De pronto, alguien creyó ver que del bolsillo del peto sobresalía algo como un papel más sucio que blanco… Y con una mezcla de inquietud, curiosidad y repulsión, se lo extrajo lo más rápido que pudo para evitar que la sangre acabara empapándolo, lo desplegó cuidándose de que no se le rompiera, y hecho un mar de lágrimas, fue leyendo atónito:
“Me obligaron a ver con mis propios ojos los cadáveres de mi mujer y del hijo de mi alma en sus diversos estadios de descomposición, restregándomelos una y otra vez como se le hace a un perro con su propia mierda:
”–¡Para que aprendan! –decía siempre el Juez, mientras invariablemente yo pensaba mudo de dolor y desesperación: ‘Pero ¿qué locura es ésta, si eso sólo cabría y debería hacérseles a los asesinos?’!
”Yo mismo lo había comentado muchas veces (siempre que los cobardes cobardeaban: atentando por la espalda, lejos del coche bomba o de la bomba lapa, o a buen recaudo de cualquier explosivo, y siempre que sus adláteres y el resto de la camada los jaleaban): ‘¡A éstos había que restregarles los morros en su propia mierda…! Porque irracionales son, y del peor tipo: la irracionalidad borde, mezcla de cobardía en sofrito con ideología parda, apestada de cirios, burrería y psicología barata de pájaros bobos. Únicamente así sabrán a qué ‘huele’ lo que matan, a qué huele la muerte que van cagando, su mierda. ¡Que les hagan olerla, antes o después, siempre que maten, cuando los cojan, cuando los juzguen o cuando sea!

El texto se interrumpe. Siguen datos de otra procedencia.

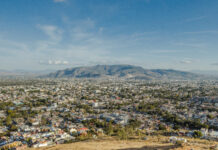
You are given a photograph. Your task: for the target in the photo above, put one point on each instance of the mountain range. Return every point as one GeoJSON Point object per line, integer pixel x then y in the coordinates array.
{"type": "Point", "coordinates": [123, 71]}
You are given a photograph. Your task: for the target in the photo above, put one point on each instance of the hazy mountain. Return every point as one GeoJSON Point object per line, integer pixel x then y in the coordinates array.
{"type": "Point", "coordinates": [122, 71]}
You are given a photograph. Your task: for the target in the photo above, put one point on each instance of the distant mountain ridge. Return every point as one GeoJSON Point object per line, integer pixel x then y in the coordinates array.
{"type": "Point", "coordinates": [123, 71]}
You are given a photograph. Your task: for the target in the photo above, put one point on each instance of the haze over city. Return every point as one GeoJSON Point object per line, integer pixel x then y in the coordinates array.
{"type": "Point", "coordinates": [58, 34]}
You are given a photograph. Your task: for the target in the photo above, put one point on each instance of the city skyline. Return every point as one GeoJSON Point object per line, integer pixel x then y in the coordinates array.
{"type": "Point", "coordinates": [58, 34]}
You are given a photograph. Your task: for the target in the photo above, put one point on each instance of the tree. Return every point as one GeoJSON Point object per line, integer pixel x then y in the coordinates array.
{"type": "Point", "coordinates": [197, 134]}
{"type": "Point", "coordinates": [109, 129]}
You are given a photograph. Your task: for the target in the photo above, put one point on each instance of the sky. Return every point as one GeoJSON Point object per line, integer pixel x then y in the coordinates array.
{"type": "Point", "coordinates": [57, 34]}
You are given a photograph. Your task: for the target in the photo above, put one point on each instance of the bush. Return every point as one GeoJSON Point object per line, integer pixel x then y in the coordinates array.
{"type": "Point", "coordinates": [197, 134]}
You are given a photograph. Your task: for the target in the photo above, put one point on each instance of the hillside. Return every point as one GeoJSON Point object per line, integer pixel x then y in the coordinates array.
{"type": "Point", "coordinates": [153, 143]}
{"type": "Point", "coordinates": [122, 71]}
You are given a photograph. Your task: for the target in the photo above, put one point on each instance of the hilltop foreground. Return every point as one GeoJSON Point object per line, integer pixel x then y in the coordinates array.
{"type": "Point", "coordinates": [153, 143]}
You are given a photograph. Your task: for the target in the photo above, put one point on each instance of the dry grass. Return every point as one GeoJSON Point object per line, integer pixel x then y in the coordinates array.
{"type": "Point", "coordinates": [153, 143]}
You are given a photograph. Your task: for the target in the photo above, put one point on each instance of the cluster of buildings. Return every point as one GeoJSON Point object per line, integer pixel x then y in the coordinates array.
{"type": "Point", "coordinates": [47, 112]}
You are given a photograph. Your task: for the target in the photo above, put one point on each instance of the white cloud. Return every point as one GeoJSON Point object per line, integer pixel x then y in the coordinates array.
{"type": "Point", "coordinates": [214, 64]}
{"type": "Point", "coordinates": [186, 61]}
{"type": "Point", "coordinates": [54, 62]}
{"type": "Point", "coordinates": [52, 31]}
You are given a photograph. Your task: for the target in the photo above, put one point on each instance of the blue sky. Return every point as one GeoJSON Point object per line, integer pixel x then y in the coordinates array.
{"type": "Point", "coordinates": [56, 34]}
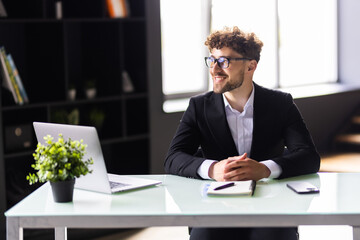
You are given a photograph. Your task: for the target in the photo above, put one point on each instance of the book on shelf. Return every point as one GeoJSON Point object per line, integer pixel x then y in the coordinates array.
{"type": "Point", "coordinates": [3, 12]}
{"type": "Point", "coordinates": [118, 8]}
{"type": "Point", "coordinates": [11, 78]}
{"type": "Point", "coordinates": [18, 79]}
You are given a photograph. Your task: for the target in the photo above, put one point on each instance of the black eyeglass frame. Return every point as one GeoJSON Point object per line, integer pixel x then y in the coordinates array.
{"type": "Point", "coordinates": [216, 60]}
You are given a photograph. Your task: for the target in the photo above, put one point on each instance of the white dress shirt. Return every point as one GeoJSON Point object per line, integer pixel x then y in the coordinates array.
{"type": "Point", "coordinates": [241, 127]}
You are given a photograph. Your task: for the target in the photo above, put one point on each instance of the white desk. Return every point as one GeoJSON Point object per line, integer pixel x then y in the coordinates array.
{"type": "Point", "coordinates": [182, 202]}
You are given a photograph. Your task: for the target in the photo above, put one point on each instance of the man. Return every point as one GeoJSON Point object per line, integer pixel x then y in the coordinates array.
{"type": "Point", "coordinates": [240, 130]}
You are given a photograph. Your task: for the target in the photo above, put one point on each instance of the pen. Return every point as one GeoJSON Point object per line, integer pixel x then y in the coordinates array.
{"type": "Point", "coordinates": [225, 186]}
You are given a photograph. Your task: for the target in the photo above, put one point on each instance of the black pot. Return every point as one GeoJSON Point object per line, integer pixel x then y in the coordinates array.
{"type": "Point", "coordinates": [63, 190]}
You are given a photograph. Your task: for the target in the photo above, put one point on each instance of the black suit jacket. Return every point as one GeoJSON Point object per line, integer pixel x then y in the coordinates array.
{"type": "Point", "coordinates": [278, 125]}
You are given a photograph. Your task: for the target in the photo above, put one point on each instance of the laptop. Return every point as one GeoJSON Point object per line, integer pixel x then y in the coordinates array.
{"type": "Point", "coordinates": [99, 180]}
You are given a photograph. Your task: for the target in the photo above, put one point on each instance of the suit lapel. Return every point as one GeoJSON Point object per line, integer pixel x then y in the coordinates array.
{"type": "Point", "coordinates": [258, 118]}
{"type": "Point", "coordinates": [215, 117]}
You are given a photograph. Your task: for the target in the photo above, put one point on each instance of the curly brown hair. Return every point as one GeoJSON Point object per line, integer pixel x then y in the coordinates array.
{"type": "Point", "coordinates": [246, 44]}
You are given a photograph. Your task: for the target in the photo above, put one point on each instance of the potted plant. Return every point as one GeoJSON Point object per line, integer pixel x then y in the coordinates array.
{"type": "Point", "coordinates": [90, 88]}
{"type": "Point", "coordinates": [60, 163]}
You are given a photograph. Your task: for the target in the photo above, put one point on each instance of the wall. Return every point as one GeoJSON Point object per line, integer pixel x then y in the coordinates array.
{"type": "Point", "coordinates": [323, 114]}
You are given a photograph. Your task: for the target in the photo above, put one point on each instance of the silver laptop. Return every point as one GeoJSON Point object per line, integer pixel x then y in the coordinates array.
{"type": "Point", "coordinates": [99, 180]}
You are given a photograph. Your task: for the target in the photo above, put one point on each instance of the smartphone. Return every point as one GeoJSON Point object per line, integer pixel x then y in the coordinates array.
{"type": "Point", "coordinates": [302, 187]}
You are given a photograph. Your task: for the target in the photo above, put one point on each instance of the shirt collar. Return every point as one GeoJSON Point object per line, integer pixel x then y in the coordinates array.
{"type": "Point", "coordinates": [249, 103]}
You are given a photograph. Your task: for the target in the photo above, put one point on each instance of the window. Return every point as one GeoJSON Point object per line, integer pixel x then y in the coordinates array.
{"type": "Point", "coordinates": [300, 41]}
{"type": "Point", "coordinates": [184, 30]}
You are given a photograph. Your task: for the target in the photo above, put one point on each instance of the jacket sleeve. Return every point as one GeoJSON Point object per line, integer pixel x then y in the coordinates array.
{"type": "Point", "coordinates": [300, 156]}
{"type": "Point", "coordinates": [181, 158]}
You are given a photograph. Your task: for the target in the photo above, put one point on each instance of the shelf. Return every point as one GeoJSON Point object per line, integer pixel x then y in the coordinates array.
{"type": "Point", "coordinates": [55, 55]}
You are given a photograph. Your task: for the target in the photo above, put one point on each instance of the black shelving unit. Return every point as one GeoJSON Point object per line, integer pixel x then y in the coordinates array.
{"type": "Point", "coordinates": [54, 55]}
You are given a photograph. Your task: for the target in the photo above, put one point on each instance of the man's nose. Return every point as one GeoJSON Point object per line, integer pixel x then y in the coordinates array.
{"type": "Point", "coordinates": [216, 68]}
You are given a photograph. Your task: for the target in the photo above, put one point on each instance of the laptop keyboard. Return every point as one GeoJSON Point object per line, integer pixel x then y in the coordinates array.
{"type": "Point", "coordinates": [117, 184]}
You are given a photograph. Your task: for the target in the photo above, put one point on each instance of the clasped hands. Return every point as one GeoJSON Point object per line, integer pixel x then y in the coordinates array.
{"type": "Point", "coordinates": [238, 168]}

Porque ese olor –que tiene siempre el mismo poder (cuando el humo de la pólvora y de la sangre se confunden, o cuando la sangre se adhiere a la carne putrefacta al desprenderse de los huesos; cuando en los ojos desencajados se acaba de helar la vida, o cuando el misterio explota por las órbitas vacías; cuando el peso sordo de la vida se estrella contra la acera, o cuando los huesos con las hilachas pegadas se caen del esqueleto contra las tablas tapizadas de tierra trabajada por los gusanos; cuando el hijo que miró trastornado cómo se le convertía su madre en un pellejo agujereado y sus palabras amorosas en sangre inútil que corría a borbotones hacia una alcantarilla, les mire a los ojos, o cuando la joven que se quedó con la cartera en la mano sin poder ir al colegio porque le segaron las piernas, les enseñe los muñones, sus títulos e, incluso, a sus hijos; cuando los trozos de carne chamuscados se esparcen por doquier como carbones en ascua de una lumbre desbaratada por caníbales, o cuando la cabeza no encuentra su tronco, o el tronco se queda sin piernas…)– les hará morir viviendo siempre con el punto amarillo del terrible fogonazo de la muerte en podredumbre entre los guardabarros de sus cejas, con la seguridad de que no son portaestandartes de nada que no sea el mayor horror y el menos perdonable, aunque fuera locura, el del dolor y la muerte gratuitas para dar miedo, y el de que son y están muertos para siempre, son la muerte encarnada, unos mierdas, unos gilipollas…!’
”¡Y hasta ahora, cinco veces lleva este Juez haciéndome pasar por ello! ¡Cinco veces restregándome así a mis únicos amores! ¡Así: tan desguazados ya como mi vida y mi alma! ¡Y sin cesar de decirme que para conseguir no dejar ningún cabo suelto, a fin de poder hacer todo lo ejemplar posible su sentencia y que aprendan en la cárcel, en una cárcel irrevocable, para toda su vida!
”‘¡Bastante van a aprender –le contestaba yo ya siempre sin palabras– si no les restriegan a ellos, a los que volaron el tren, este olor horrible de la muerte agusanada, al tiempo que se les hace tragar como sea el plomo derretido de la ilusión en vida que segaron!’
”¡Me voy con vosotros, pobres míos! ¡Y aunque me enorgullece saber que sois unos héroes, ni puedo ni quiero seguir con el trabajo que me habíais encontrado el día que esos terroristas incalificables volaron el tren con vosotros dentro, porque ni puedo ni quiero vivir permanentemente envenenado con ese olor a muerte de vuestros cuerpos nobles y enamorados, en donde antes sólo estaba y cabía el canto más luminoso de ilusión, amor, felicidad y dicha eternamente primaverales!”